Chronic (ie. long-term) illness includes conditions like allergies, back pain, depression, irritable bowel syndrome, obesity, stress and some types of heart disease. Many of these are preventable and not initially life-threatening, but they can develop until they overwhelm the sufferer's life. They undermine work and social opportunities. There is a huge economic cost too, even beyond the direct health spending - many employers struggle with the responsibility of supporting staff with for example, stress, depression or chronic back pain. Finally, they can become fatal: over the next 10 years almost five million people in the UK will die from a chronic condition.
The cure for these illnesses doesn't usually lie in a single fix, but in reviewing whole lifestyles. Doctors need to be better equipped to help patients with illnesses where the solution is not a pill. Patients need to understand that they may find a way out of their condition only by making radically healthy choices - which may be very different from the norms of their previous lives.
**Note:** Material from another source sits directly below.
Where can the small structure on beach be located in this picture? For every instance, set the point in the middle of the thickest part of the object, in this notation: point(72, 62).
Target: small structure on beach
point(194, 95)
But there's also a growing understanding that responsibility does not just lie with the individual. The huge increase in allergies in the past hundred years coincides with the industrialisation of our environment. Recent research indicates that we're living in a society that makes it easy for people to become obese, while the pace of life and break-up of communities can often contribute to depression and stress.
These pages will carry a growing body of information about chronic conditions - examining likely causes and building a picture of the multiple approaches that will help to tackle them. We will also be campaigning on these issues - describing how schools, workplaces, government and individuals can work towards the sort of changes in society that will make it easier for people and communities to be healthy.